(ORDO NEWS) — In recent years, many examples have accumulated of how behavior previously recorded only in humans is observed in animals.
Now, to the long list of dancing rats and crows using tools to carry weights, chimpanzees have been added, who attract the attention of relatives not for the sake of obtaining food or help, but “just like that”.
Any parent must be familiar with the situation when a child begins to uncontrollably poke his finger at the surrounding objects, not in order to be given them, but simply to share information with an adult.
For example, when walking down the street, kids point out (and announce it quite loudly) at cars passing by, and on the playground they happily show their parents the stones, leaves and other people‘s toys they have found.

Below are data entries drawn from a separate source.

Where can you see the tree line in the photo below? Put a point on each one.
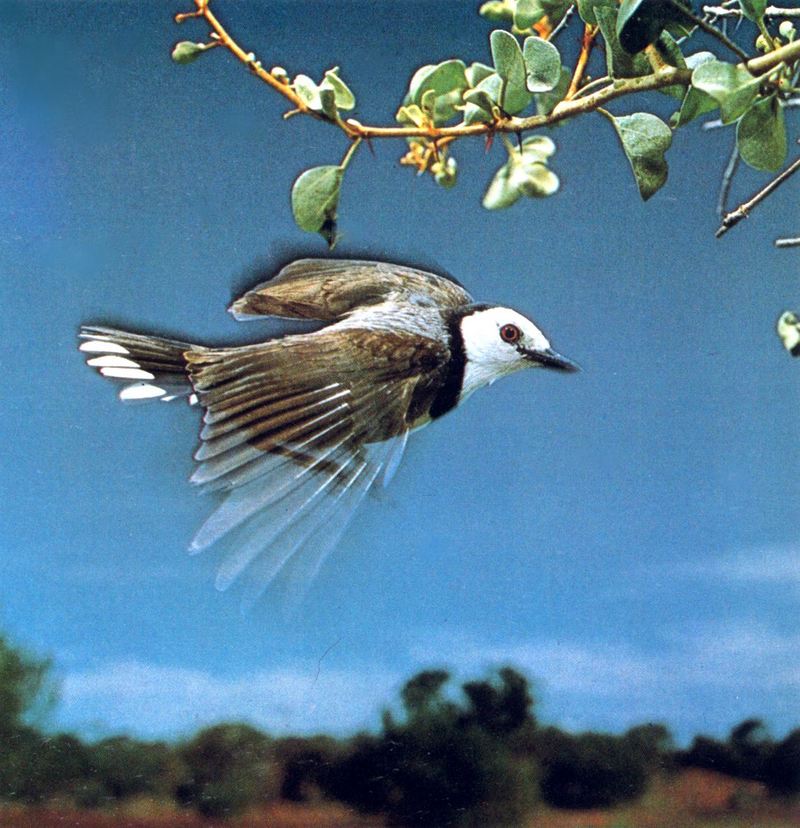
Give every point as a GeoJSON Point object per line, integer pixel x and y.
{"type": "Point", "coordinates": [470, 755]}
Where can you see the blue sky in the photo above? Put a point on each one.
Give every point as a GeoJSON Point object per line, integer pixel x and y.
{"type": "Point", "coordinates": [627, 536]}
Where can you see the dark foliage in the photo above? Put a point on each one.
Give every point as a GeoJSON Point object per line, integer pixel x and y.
{"type": "Point", "coordinates": [470, 757]}
{"type": "Point", "coordinates": [227, 768]}
{"type": "Point", "coordinates": [445, 763]}
{"type": "Point", "coordinates": [782, 767]}
{"type": "Point", "coordinates": [594, 770]}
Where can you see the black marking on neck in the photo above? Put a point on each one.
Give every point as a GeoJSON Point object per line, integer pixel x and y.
{"type": "Point", "coordinates": [448, 395]}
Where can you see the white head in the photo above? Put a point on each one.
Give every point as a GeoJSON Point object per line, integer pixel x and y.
{"type": "Point", "coordinates": [499, 341]}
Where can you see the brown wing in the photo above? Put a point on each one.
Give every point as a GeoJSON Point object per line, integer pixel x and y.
{"type": "Point", "coordinates": [296, 431]}
{"type": "Point", "coordinates": [327, 289]}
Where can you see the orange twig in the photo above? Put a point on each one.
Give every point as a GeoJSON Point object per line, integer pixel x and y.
{"type": "Point", "coordinates": [589, 34]}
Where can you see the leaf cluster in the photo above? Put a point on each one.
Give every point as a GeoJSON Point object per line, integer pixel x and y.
{"type": "Point", "coordinates": [528, 86]}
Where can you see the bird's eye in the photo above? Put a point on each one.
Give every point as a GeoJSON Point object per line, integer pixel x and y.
{"type": "Point", "coordinates": [510, 333]}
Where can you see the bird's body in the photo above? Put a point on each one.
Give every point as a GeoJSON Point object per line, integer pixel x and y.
{"type": "Point", "coordinates": [297, 429]}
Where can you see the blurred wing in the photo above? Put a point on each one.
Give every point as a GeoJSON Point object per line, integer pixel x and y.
{"type": "Point", "coordinates": [328, 289]}
{"type": "Point", "coordinates": [295, 435]}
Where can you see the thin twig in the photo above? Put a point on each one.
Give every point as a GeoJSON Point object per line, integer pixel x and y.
{"type": "Point", "coordinates": [703, 24]}
{"type": "Point", "coordinates": [743, 210]}
{"type": "Point", "coordinates": [669, 76]}
{"type": "Point", "coordinates": [562, 23]}
{"type": "Point", "coordinates": [770, 11]}
{"type": "Point", "coordinates": [589, 34]}
{"type": "Point", "coordinates": [727, 180]}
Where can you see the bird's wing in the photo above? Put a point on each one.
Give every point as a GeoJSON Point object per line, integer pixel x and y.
{"type": "Point", "coordinates": [295, 433]}
{"type": "Point", "coordinates": [328, 289]}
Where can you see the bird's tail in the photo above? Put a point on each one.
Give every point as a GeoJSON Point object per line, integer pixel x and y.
{"type": "Point", "coordinates": [146, 367]}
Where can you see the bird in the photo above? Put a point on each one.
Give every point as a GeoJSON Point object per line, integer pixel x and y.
{"type": "Point", "coordinates": [297, 429]}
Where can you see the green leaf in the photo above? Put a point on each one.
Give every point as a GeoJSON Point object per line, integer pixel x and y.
{"type": "Point", "coordinates": [640, 22]}
{"type": "Point", "coordinates": [619, 63]}
{"type": "Point", "coordinates": [645, 138]}
{"type": "Point", "coordinates": [411, 114]}
{"type": "Point", "coordinates": [546, 101]}
{"type": "Point", "coordinates": [524, 174]}
{"type": "Point", "coordinates": [753, 9]}
{"type": "Point", "coordinates": [542, 64]}
{"type": "Point", "coordinates": [527, 13]}
{"type": "Point", "coordinates": [788, 328]}
{"type": "Point", "coordinates": [695, 102]}
{"type": "Point", "coordinates": [315, 199]}
{"type": "Point", "coordinates": [188, 52]}
{"type": "Point", "coordinates": [474, 114]}
{"type": "Point", "coordinates": [445, 173]}
{"type": "Point", "coordinates": [496, 11]}
{"type": "Point", "coordinates": [345, 99]}
{"type": "Point", "coordinates": [731, 86]}
{"type": "Point", "coordinates": [537, 148]}
{"type": "Point", "coordinates": [308, 92]}
{"type": "Point", "coordinates": [512, 99]}
{"type": "Point", "coordinates": [447, 80]}
{"type": "Point", "coordinates": [671, 53]}
{"type": "Point", "coordinates": [761, 135]}
{"type": "Point", "coordinates": [509, 64]}
{"type": "Point", "coordinates": [427, 103]}
{"type": "Point", "coordinates": [586, 9]}
{"type": "Point", "coordinates": [476, 72]}
{"type": "Point", "coordinates": [507, 56]}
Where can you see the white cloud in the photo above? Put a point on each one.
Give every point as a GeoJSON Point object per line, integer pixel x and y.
{"type": "Point", "coordinates": [163, 701]}
{"type": "Point", "coordinates": [776, 565]}
{"type": "Point", "coordinates": [701, 677]}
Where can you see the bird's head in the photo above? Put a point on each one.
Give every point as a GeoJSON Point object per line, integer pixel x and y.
{"type": "Point", "coordinates": [499, 341]}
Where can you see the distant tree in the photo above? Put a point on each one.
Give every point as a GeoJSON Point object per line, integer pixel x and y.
{"type": "Point", "coordinates": [593, 770]}
{"type": "Point", "coordinates": [653, 744]}
{"type": "Point", "coordinates": [25, 690]}
{"type": "Point", "coordinates": [24, 686]}
{"type": "Point", "coordinates": [499, 707]}
{"type": "Point", "coordinates": [228, 768]}
{"type": "Point", "coordinates": [422, 694]}
{"type": "Point", "coordinates": [305, 765]}
{"type": "Point", "coordinates": [445, 762]}
{"type": "Point", "coordinates": [782, 766]}
{"type": "Point", "coordinates": [710, 754]}
{"type": "Point", "coordinates": [122, 767]}
{"type": "Point", "coordinates": [751, 746]}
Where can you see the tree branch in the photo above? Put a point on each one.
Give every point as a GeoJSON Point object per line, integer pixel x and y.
{"type": "Point", "coordinates": [668, 76]}
{"type": "Point", "coordinates": [743, 210]}
{"type": "Point", "coordinates": [770, 11]}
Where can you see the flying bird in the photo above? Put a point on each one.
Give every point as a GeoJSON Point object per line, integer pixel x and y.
{"type": "Point", "coordinates": [298, 428]}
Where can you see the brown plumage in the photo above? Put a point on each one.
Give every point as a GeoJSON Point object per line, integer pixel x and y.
{"type": "Point", "coordinates": [297, 429]}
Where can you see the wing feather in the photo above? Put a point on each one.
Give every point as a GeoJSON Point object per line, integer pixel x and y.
{"type": "Point", "coordinates": [295, 433]}
{"type": "Point", "coordinates": [328, 289]}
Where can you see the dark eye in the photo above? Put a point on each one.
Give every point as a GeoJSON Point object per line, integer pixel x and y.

Until now, this form of behavior was considered exclusively human, while in primates, pointing gestures were recorded only in situations where the pointer needed something – food or help.
However, now it turned out that not only ours, but also monkey children can point a finger at everything: in wild chimpanzees, for the first time, a case was recorded when a young female showed her mother a leaf of a tree “just like that.”
An international team of researchers observed wild chimpanzees in the forests of Uganda in eastern Africa and recorded more than 80 behaviors in which chimpanzees used leaves.
But while monkeys usually displayed leaves for a specific purpose offering food to a relative or inviting them to play on one occasion, a young female Fiona showed a leaf to her Sutherland mother for no specific purpose.
According to paper co-author Kathryn Slocombe of the University of York, UK, this newly identified case of “attention for the sake of attention” not only blurs the lines between human and animal minds, but also raises new questions about why humans share experiences more often than our closest relatives.
Perhaps further study of such behavior in chimpanzees will allow scientists to explain the evolution of the cognitive functions that underlie human social behavior and determine which of our traits – for example, an unbridled love for attracting others’ attention just for the sake of attention itself – lie at the origin of the human mind.